Re: Normalization Form KC for Linux

From: Frank da Cruz (fdc@watsun.cc.columbia.edu)
Date: Mon Aug 30 1999 - 15:22:49 EDT


> Maybe I really should shut up... I guess I'm bitterly disappointed in how
> the Unix and Posix community has not grasped the Unicode textual concepts
> and progressed or led the way in all of this. The community seems so
> insular and fossilized, when there are so many good things about Unix that
> have been poorly imitated by other popular platforms. These days the
> industry is moving right along doing all kinds of interesting display and
> many scripts & languages, while the academic Unix (and Posix) folks are
> complaining that it's too hard or can't be done at all.[1]
>
I think this is reflective of the overall situation with computing today.
You can only change what you can control. In a monolithic environment like
Windows or the Macintosh, a single company has control and can do what it
likes, but perhaps more to point, these are closed boxes in which the
application has more or less direct access to the keyboard, screen, fonts,
and font info -- all the pieces of the puzzle.

Contrast this with Unix. First of all (obviously) there is not just one
Unix, but many of them (the UNIX C-Kermit makefile alone currently contains
about 500 targets). Nobody controls all this. Each vendor goes their own
way at their own pace. The many well-known utilities (command-line or
"video") have long since "forked". The existing code base is staggering,
and most of it is nondisclosed (Linux, *BSD, etc, are the exception (to
"nondisclosed", if not to "forked")).

Makers of third-party applications for Unix (and VMS, etc), if they want to
move forward, can't (in most cases) depend on the underlying platforms for
assistance. Even when they can, such assistance is inconsistent, forcing
them to develop their own portable tools and libraries, which tend to meet
their immediate needs but fall short of Nirvana.
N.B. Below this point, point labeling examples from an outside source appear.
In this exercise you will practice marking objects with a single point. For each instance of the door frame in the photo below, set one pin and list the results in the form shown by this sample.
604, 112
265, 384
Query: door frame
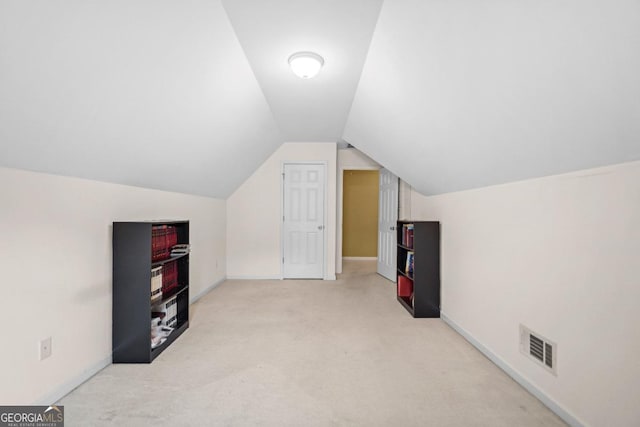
324, 209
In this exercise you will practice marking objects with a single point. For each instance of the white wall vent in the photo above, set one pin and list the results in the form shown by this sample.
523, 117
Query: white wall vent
538, 348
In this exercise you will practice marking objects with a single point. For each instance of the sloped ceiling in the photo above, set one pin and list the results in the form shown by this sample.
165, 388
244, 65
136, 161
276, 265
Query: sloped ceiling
460, 94
339, 30
453, 95
154, 93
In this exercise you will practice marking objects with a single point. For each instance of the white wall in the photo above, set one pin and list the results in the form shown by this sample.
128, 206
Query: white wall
348, 159
254, 214
55, 255
560, 255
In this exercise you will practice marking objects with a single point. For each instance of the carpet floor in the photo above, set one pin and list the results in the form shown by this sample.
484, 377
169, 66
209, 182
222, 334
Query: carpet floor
309, 353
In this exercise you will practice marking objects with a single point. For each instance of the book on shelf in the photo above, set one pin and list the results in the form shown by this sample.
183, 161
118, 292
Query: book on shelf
407, 235
169, 277
408, 268
163, 238
410, 235
156, 283
180, 250
167, 311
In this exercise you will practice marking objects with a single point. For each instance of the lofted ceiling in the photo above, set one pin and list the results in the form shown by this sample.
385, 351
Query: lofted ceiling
193, 96
338, 30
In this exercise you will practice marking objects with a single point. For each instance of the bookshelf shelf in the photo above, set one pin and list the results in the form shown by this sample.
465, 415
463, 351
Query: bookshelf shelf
133, 246
418, 260
168, 260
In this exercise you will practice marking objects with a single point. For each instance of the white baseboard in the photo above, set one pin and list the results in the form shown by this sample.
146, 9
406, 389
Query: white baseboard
517, 377
274, 277
55, 395
206, 291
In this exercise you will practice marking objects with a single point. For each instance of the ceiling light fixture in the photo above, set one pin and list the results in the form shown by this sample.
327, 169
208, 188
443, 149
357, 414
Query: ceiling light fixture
306, 64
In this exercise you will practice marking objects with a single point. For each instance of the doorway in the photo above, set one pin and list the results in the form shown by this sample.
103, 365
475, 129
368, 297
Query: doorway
360, 214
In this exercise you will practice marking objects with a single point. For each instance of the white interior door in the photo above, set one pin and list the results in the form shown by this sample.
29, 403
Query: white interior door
387, 221
303, 221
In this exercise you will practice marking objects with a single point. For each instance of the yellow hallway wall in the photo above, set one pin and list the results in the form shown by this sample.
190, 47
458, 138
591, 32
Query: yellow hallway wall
360, 213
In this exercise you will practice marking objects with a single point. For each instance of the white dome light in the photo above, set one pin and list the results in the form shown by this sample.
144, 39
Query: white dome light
306, 64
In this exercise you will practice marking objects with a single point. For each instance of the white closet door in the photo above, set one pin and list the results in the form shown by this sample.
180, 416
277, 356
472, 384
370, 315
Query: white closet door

Perhaps more to the point, however, is the fact that Unix (and VMS and other
"traditional" platforms) are open to many kinds of access: the workstation
console, usually some sort of GUI (also on the console), X (on the console
or from a remote X server), and then plain old character-mode remote access
via modem, Telnet, Rlogin, X.25 PAD, and the like. The latter mode, which
is branded "legacy" as if it had no value or place in the modern world, is
(I like to maintain, and I think with good reason) seeing wider use now than
ever before and although many wish it would go away, others would like to
stay active in this area and serve the people who depend on it, not only for
old time's sake, but also because it is a legitimate, viable, and open form
of access that everybody should be able to fall back upon as the the more
advanced and "interesting" forms change out from under them with bewildering
speed.

When access is this open -- which is a *good* thing -- no particular entity
has control over the user interface. It is a matter of coordinating the
behavior of intrinsically unrelated processes. So questions come up here
that never bother us when we are writing (say) a word processor. Which
end handles bidirectionality of Hebrew? Which end is responsible for the
detailed appearance of the screen? And now the questions of pre- and de-
composition.

Makers of third party applications only control one piece. The underlying
platform is likely not to have any Unicode support at all (VMS, most UNIXes,
IBM mainframes, etc), so the extent to which we support Unicode in our
applications depends on the hosts that we access with them. In the case of
terminal emulation (xterm, Kermit, etc), if the host is not executing any
form of BIDI algorithm, or ensuring some canonical form for composed
characters, etc (since it is totally ignorant of such matters), it does not
necessarily follow that the terminal must compensate, since for applications
where the screen is treated as a matrix of boxes in which the location of
different items must be known and fixed (and this can include dumb scrolling
applications that display text in columns), the host and terminal must
cooperate.

ISO 10646 includes the concepts of levels of compliance, including
Implementation Level 1 in which combining characters are not allowed.
Unicode Normalization Form C tends to amount to the same thing. If these
"subsets" were not to be used, they shouldn't have been defined. But in
fact, I believe they are useful in open-access environments where control is
distributed among "loosely cooperating" processes. Perhaps there is indeed
a tradeoff between open access and the ability to support complex scripts --
if not in theory, then almost certainly in practice.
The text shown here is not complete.